Email is the main method for phishing/hacking.

The usual scenario is as follows:

You receive an email, that appears to be from [supplier, customer, friend, employee] with an attachment. It either is automatically previewed, or/and requires you to click to view. It may then prompt you to enable ‘xyz’ plugin to view or activate something to see the attachment or even just open it.

If it’s malicious and you clicked, your system is no longer yours!

By simply blocking or quarantining certain common file extensions which are most often used for malicious activity the threat is stopped dead, yes, some genuine email will get stopped, but you should be expecting those emails with those types of attachment and will know to look in the quarantine which is a small inconvenience.

Block the following types (many of which are required by the Cyber Essentials Scheme):

  • .com .exe .bin .pif .msi
  • .sh .py .js .vbs .scr
  • .hta
  • .cmd .bat
  • .vb
  • .msc
  • .vbe .jse
  • .scf .inf .reg
  • .ps1 .psc1.ps1xml
  • .ps2 .psc2 .ps2xml
  • .ws .wsf .wsc .wsh
  • .msh .mshxml
  • .msh1 .msh1xml
  • .msh2 .msh2xml
  • .msp .cpl
  • .lnk
  • .zip .7z .rar .tar.gz .tar .gz .jar .gadget
  • .dmg

Macro enabled / Microsoft Office files have always been a problem so you should consider blocking them also:

  • .DOCM, .DOTM, .XLSM, .XLTM, .XLAM, .PPTM, .POTM, .PPAM, .PPSM, .SLDM
  • .RTF, .PPSX

Compressed files may contain malicious files so your email filtering system should be set up to look inside those file types.
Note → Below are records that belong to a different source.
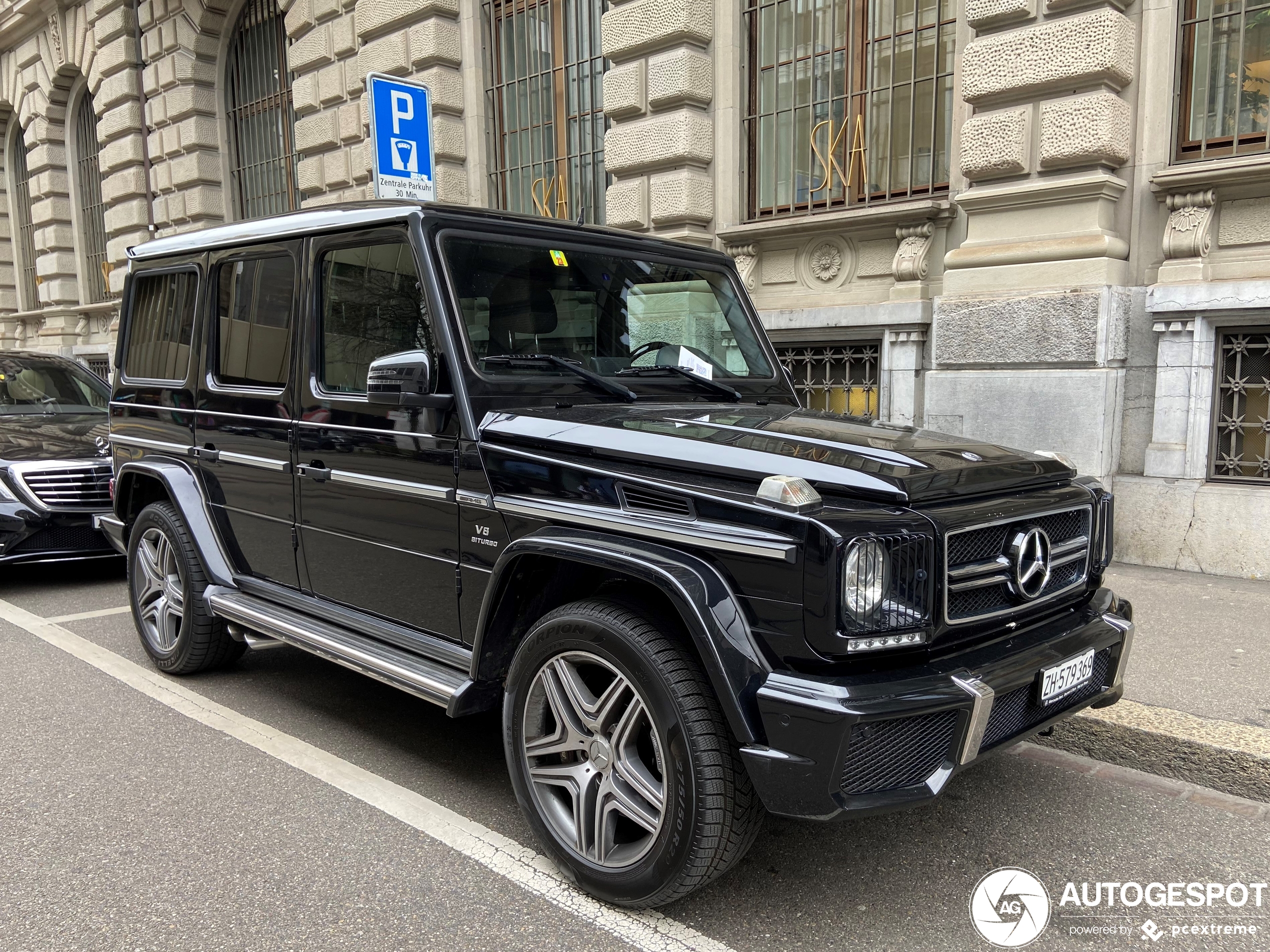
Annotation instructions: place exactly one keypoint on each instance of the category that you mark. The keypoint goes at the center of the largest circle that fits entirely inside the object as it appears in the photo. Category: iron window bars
(831, 76)
(260, 117)
(1241, 419)
(838, 379)
(545, 94)
(92, 207)
(1224, 79)
(28, 282)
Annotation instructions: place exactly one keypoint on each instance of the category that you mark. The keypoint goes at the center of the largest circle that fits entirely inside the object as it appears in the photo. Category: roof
(352, 215)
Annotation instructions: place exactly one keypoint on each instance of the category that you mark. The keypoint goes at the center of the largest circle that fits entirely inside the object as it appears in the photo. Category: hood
(54, 437)
(830, 451)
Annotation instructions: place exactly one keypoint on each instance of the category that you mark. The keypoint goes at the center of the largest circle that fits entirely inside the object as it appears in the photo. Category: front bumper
(848, 746)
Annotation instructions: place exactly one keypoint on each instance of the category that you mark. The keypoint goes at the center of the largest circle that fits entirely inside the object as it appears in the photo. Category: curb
(1232, 758)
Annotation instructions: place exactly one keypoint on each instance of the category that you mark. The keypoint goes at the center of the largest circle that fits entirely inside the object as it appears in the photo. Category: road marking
(650, 931)
(82, 616)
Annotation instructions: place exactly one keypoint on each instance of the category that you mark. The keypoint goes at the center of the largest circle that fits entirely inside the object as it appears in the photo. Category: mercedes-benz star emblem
(1029, 555)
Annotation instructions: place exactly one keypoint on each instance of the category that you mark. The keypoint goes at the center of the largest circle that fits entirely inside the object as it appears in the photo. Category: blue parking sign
(402, 139)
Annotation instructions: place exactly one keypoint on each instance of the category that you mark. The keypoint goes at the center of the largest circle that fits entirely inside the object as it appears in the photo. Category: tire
(662, 752)
(166, 591)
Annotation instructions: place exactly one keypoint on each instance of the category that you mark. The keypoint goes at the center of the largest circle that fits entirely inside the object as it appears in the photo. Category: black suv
(504, 461)
(55, 467)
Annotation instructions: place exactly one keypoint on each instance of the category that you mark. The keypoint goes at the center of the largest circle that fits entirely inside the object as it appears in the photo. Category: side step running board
(431, 681)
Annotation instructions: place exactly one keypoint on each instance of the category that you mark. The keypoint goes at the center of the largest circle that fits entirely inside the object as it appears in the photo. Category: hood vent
(640, 499)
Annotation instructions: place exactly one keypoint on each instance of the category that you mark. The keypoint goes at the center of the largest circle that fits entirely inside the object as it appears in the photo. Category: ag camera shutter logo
(1010, 908)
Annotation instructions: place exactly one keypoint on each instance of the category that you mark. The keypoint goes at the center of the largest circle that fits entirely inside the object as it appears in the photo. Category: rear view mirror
(404, 380)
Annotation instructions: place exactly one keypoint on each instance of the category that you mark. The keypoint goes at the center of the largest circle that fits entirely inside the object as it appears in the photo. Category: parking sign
(402, 139)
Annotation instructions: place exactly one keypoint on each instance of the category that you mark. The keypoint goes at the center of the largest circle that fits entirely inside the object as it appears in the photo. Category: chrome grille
(74, 485)
(978, 573)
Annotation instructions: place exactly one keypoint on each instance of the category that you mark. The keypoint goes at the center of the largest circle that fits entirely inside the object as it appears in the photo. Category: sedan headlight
(864, 578)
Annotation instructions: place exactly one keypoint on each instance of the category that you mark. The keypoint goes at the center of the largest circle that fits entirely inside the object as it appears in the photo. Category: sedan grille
(978, 570)
(72, 487)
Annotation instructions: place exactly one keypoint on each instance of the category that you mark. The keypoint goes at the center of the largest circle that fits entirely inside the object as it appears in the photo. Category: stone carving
(912, 257)
(744, 257)
(1086, 130)
(826, 262)
(995, 145)
(1190, 216)
(1245, 222)
(1092, 47)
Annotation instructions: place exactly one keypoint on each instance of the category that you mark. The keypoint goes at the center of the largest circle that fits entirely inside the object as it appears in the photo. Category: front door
(378, 516)
(243, 431)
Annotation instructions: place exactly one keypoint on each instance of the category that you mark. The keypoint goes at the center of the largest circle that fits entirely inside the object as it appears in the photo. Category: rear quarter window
(160, 325)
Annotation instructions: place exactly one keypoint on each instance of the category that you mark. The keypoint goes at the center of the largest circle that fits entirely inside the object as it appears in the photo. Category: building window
(27, 281)
(546, 98)
(1241, 423)
(841, 379)
(1224, 57)
(260, 120)
(92, 207)
(845, 92)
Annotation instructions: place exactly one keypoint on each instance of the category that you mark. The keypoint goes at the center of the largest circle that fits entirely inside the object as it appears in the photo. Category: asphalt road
(128, 826)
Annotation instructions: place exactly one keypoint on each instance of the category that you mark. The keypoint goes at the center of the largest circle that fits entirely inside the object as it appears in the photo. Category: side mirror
(404, 380)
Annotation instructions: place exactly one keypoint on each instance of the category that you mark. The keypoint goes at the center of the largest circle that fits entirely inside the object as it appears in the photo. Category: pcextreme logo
(1010, 908)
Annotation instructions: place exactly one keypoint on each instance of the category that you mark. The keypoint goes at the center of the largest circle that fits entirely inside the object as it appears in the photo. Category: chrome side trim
(981, 711)
(716, 536)
(386, 485)
(152, 445)
(1126, 647)
(260, 462)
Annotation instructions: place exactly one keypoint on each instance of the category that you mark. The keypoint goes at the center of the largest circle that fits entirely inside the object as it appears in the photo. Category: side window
(371, 306)
(160, 327)
(253, 321)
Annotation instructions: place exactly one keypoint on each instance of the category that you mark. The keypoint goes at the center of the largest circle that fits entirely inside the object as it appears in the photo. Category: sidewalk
(1196, 704)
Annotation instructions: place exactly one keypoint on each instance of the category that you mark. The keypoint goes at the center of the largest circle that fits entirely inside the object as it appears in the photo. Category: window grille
(1241, 419)
(260, 118)
(841, 90)
(546, 98)
(1224, 89)
(841, 379)
(26, 227)
(92, 207)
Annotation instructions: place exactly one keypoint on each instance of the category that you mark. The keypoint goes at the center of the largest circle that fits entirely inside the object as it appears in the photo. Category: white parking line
(82, 616)
(647, 931)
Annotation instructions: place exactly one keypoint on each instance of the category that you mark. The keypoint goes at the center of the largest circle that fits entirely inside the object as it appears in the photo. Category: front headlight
(864, 578)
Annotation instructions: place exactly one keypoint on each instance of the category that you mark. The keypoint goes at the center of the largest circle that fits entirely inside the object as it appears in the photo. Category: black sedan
(55, 464)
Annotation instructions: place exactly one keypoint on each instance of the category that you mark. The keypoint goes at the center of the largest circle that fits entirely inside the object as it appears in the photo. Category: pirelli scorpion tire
(166, 588)
(622, 757)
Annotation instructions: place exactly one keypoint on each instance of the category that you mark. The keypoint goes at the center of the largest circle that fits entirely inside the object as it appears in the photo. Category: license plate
(1064, 678)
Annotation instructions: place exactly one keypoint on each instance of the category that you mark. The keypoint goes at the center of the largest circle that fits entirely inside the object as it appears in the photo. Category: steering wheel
(646, 348)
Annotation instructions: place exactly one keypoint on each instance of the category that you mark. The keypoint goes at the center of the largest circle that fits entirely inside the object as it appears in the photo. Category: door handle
(316, 473)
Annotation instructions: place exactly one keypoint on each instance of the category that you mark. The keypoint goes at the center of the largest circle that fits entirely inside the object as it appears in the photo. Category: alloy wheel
(594, 760)
(159, 589)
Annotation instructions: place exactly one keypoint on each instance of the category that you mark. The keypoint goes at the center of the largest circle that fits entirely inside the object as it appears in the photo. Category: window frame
(318, 249)
(211, 335)
(121, 365)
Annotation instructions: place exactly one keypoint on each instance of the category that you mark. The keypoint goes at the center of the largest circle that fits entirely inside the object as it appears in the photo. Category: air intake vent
(640, 499)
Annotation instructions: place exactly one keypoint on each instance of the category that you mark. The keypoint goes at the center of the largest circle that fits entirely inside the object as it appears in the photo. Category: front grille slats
(86, 487)
(897, 753)
(978, 572)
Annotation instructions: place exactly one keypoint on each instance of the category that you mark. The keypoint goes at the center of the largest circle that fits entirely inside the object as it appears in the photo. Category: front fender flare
(187, 495)
(698, 592)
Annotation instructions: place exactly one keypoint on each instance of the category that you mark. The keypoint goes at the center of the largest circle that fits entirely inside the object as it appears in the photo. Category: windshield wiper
(553, 361)
(734, 395)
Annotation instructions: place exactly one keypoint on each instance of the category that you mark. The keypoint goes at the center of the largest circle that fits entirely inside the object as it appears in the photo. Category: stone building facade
(1039, 222)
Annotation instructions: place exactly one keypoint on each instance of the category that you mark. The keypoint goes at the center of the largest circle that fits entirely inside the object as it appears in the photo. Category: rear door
(246, 423)
(376, 485)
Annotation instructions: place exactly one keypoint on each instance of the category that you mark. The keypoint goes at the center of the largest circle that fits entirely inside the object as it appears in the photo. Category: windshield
(604, 311)
(30, 385)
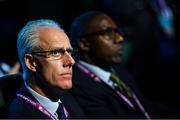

You might notice that many of these extensions are used by the Microsoft Windows operating system, opening these on Mac or Linux would typically have little impact, some of the file types are script files which Linux and Mac may run, normally this requires the user to take a number of steps which will then even when run cause little impact on a sensibly configured device with a competent user, but that is not a given, so block first and release later even if you use Apple or Linux.